Por seu turno, o jurista Marques Fonseca disse ser fundamental que os Estados membros ratifiquem o acordo, por forma a agilizar a emissão de vistos para qualquer cidadão e não somente para diplomatas ou empresários.

“Apelo às autoridades subscritoras, no sentido de divulgarem amplamente o documento, para permitir que os cidadãos tirem maior proveito dos benefícios nele contidos”, acrescentou.

O Acordo, que foi assinado, sábado último, no encerramento da XIII Conferência de Chefes de Estado e de Governo da CPLP, determina que o "visto de residência CPLP" e a "autorização de residência CPLP" podem ser concedidos a todos os cidadãos nacionais dos noves países membros, titulares de passaportes diplomáticos, oficiais, especiais e de serviço, assim como ordinários.        

Nos termos do Acordo, o visto de residência CPLP é uma autorização administrativa, concedida ao cidadão de um país para entrada no território de outro, com a finalidade de requerer e obter autorização de residência CPLP, modalidade esta que definida como uma "autorização administrativa concedida ao cidadão de uma parte que lhe permite estabelecer residência no território da parte emissora".

O Acordo sobre Mobilidade na Comunidade dos Países de Língua Portuguesa contribuirá, de forma significativa, para uma maior proximidade entre os cidadãos dos Estados membros da CPLP e para o incremento das relações de cooperação em todos os domínios, nomeadamente, social, cultural e económico.

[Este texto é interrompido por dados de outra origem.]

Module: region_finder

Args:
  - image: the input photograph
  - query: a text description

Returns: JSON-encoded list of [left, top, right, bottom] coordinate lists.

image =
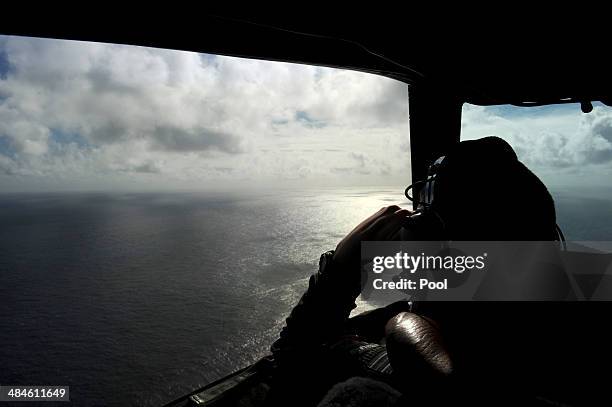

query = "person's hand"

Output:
[[333, 205, 412, 275]]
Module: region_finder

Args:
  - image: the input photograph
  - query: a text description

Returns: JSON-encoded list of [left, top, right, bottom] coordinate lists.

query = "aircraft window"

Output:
[[0, 36, 410, 405], [461, 103, 612, 241]]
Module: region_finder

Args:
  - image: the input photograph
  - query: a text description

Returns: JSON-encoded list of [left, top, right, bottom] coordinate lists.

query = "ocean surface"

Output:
[[0, 187, 612, 406]]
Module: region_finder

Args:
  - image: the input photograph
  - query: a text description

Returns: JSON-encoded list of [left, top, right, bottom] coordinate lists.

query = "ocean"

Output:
[[0, 187, 612, 406]]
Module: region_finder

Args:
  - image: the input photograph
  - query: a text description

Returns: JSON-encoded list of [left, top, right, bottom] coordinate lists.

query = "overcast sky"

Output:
[[0, 36, 612, 191], [0, 37, 410, 190]]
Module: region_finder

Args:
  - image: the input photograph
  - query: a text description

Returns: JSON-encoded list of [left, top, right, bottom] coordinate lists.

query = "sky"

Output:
[[0, 37, 410, 191], [0, 36, 612, 192]]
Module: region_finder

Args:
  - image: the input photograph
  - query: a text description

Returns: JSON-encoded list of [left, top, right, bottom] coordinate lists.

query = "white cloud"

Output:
[[462, 104, 612, 183], [0, 37, 410, 189]]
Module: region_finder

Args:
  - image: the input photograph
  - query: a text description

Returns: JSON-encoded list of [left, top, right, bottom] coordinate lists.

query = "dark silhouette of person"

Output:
[[269, 137, 558, 406]]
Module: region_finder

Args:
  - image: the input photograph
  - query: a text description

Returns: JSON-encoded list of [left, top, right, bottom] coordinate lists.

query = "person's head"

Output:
[[431, 137, 557, 240]]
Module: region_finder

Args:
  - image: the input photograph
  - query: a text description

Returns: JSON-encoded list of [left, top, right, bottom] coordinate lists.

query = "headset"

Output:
[[404, 155, 567, 250]]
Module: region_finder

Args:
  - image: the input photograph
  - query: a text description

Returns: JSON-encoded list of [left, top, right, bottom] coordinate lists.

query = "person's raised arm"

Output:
[[272, 205, 411, 362]]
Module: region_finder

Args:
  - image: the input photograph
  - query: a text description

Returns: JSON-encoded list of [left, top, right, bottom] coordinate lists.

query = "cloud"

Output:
[[0, 36, 409, 188], [462, 104, 612, 172], [151, 126, 242, 153]]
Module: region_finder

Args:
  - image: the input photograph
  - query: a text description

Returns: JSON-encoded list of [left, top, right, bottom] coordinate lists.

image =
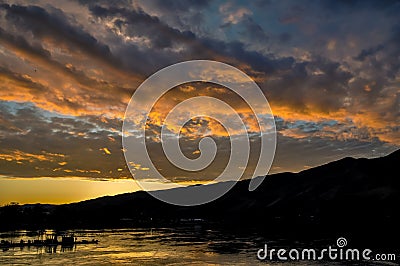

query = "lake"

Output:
[[0, 226, 268, 265], [0, 228, 393, 266]]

A Mobilidade CPLP, entendida como o regime de entrada e permanência de cidadão de um país no território de outro, reveste das modalidades de "estada de curta duração CPLP", "estada temporária CPLP", "visto de residência CPLP" e "residência CPLP".

Um dos artigos do Acordo estabelece que a "estada de curta duração não depende de autorização administrativa prévia e destina-se a todos os cidadãos das partes titulares de passaportes comuns ou ordinários e titulares de passaportes diplomáticos, oficiais, especiais e de serviço".

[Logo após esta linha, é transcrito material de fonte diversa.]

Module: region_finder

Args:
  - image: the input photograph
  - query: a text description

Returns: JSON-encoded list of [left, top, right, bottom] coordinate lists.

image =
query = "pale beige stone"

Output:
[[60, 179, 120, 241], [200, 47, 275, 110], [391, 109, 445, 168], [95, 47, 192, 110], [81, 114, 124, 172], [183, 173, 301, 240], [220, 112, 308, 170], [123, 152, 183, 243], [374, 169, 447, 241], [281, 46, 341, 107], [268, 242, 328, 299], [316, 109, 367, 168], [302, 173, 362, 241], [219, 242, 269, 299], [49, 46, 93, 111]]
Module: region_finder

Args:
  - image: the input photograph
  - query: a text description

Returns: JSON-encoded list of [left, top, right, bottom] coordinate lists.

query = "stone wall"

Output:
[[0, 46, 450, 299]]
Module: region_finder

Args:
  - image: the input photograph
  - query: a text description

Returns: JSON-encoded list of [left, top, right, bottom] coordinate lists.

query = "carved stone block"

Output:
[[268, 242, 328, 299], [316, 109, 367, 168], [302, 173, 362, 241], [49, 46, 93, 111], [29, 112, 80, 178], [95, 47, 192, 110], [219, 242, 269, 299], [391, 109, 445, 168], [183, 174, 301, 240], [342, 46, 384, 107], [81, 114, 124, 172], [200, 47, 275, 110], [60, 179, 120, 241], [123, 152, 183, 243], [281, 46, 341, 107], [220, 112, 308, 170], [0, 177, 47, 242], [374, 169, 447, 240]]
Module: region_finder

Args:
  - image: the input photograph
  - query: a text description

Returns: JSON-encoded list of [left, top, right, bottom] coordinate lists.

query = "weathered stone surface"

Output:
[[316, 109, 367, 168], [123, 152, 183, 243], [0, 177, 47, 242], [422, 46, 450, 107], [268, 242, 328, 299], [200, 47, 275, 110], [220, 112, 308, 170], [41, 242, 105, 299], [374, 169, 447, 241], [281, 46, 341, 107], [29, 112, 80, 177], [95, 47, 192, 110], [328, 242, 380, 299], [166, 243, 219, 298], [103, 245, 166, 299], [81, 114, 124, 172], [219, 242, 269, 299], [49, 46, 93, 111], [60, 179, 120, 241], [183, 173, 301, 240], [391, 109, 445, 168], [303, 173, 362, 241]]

No caso da estada temporária, o instrumento jurídico define que a sua atribuição depende de autorização administrativa prévia concedida pela parte de acolhimento, na forma de visto de estada temporária, por um período não superior a 12 meses e destina-se a titulares de passaportes ordinários.

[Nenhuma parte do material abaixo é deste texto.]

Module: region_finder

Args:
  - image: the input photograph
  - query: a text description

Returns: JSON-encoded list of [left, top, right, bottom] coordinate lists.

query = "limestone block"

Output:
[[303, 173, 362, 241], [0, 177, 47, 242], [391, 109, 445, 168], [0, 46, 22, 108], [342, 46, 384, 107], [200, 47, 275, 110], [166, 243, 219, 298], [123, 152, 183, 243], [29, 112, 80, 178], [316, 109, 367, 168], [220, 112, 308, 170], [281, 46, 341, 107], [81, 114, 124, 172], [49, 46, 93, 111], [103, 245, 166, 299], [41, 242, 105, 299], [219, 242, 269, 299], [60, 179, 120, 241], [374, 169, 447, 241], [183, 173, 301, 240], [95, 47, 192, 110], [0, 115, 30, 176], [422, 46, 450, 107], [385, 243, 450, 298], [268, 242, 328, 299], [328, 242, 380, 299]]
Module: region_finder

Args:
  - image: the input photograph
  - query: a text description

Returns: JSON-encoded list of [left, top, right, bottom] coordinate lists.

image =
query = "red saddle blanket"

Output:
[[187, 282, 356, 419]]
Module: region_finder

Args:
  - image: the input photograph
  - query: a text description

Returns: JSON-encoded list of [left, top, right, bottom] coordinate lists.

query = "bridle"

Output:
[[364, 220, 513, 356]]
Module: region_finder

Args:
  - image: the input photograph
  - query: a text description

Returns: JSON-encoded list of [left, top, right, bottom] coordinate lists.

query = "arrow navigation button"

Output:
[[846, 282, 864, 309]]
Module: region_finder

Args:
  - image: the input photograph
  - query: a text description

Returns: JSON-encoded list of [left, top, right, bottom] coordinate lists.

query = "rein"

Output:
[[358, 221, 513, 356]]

A autorização de residência CPLP tem a duração inicial de um ano, renovável por períodos sucessivos de dois anos, sem prejuízo de renovações por período superior, desde que a legislação de cada país permita.

O pedido de autorização de residência é requerido no prazo máximo de 90 dias contados da primeira entrada do titular de visto de residência e é decidido num prazo de 60 dias, contados da data da apresentação do requerimento.

A CPLP é uma organização formada por países de expressão portuguesa, cujo objectivo é o aprofundamento da amizade  mútua e cooperação entre os seus membros.

Fundada em 17 de Julho de 1996, em Lisboa, a CPLP é integrada por nove Estados, designadamente Angola, Brasil, Moçambique, Cabo Verde, São Tomé e Príncipe, Guiné Equatorial, Timor Leste, Guiné Bissau e  Portugal, país que acolhe a sede da organização.